Think about it: Your parents should be the ones who will listen to you brag about your accomplishments and hear you complain incessantly and not get annoyed and walk away or think you're being a jerk.
They can be just as excited for you as you are when you're in a really strong relationship or get a good grade, and they won't get jealous about these things because really, a huge part of their lives should be about making sure you're as happy as possible.
They shouldn't mind hearing you complain about stupid stuff, like how you're hungry at work and forgot lunch. The same goes for serious matters, too, like feelings of depression or pain that you might not feel comfortable telling someone else.
These are things that parents should and can be if you want them to be and if they are good parents.
Friends should be more than people to drink with on the weekends and to trash those lame boys who catcalled you on the street. Friends should be more than those people who will go out with you on Friday but might happen to leave you alone when they want to go somewhere else.
Though these are and can be important duties for friends to hold at a certain point in your life, they do not define a “best friend.” Love defines a best friend, and parents should have a whole hell of a lot of that for you.

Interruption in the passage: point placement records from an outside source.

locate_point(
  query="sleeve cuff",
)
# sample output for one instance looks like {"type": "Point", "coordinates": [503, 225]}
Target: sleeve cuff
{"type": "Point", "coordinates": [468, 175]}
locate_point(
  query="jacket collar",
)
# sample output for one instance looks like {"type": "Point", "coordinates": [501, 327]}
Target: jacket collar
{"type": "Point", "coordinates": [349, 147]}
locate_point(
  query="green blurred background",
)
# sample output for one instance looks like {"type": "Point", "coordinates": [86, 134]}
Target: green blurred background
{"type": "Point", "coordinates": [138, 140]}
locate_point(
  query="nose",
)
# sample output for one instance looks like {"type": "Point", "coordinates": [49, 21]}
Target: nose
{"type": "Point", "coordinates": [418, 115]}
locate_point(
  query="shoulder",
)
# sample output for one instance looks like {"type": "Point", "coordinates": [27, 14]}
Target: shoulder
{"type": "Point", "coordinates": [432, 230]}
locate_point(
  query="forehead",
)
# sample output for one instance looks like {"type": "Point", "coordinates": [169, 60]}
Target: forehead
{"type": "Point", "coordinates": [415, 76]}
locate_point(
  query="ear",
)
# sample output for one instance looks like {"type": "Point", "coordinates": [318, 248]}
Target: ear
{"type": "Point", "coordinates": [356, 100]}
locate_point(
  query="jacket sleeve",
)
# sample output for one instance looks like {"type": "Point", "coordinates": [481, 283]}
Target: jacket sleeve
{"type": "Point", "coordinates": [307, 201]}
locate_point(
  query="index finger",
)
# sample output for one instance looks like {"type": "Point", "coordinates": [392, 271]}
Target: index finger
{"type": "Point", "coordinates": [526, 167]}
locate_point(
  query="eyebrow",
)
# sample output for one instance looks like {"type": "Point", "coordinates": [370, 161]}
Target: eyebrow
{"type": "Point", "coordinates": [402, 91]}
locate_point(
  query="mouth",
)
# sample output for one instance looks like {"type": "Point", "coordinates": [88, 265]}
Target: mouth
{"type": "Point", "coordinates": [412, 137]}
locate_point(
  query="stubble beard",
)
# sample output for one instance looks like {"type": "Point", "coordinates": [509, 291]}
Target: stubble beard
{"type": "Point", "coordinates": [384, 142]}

According to Graham Allen, cited within an article concerning friendship and its philosophical and sociological themes, the social criteria for what makes a friend isn't as concrete as we might think it is.
Aristotle talks about friendship as having meeting three aspects:
-Friends must enjoy each other's company.
-They must be useful to one another.
-They must share a common commitment to the good.
For me, all these requirements are satisfied when I think of my parents. They enjoy my company and I theirs. They are always working to improve my life and provide the best for me.
Though we're not curing cancer or anything to find that advanced level of good for humanity, I think our example is a commitment to the kind of dedications friends and people should have to each other.
I don't expect everyone to feel the same way about his or her parents. You and your parents might not get along, and they may not provide the same kind of support to you as mine do for me. I know I am very lucky.
Still, demand more from your friendships. Your BEST friend should care about you in a real way, and should always want you to be the best you can be, and more.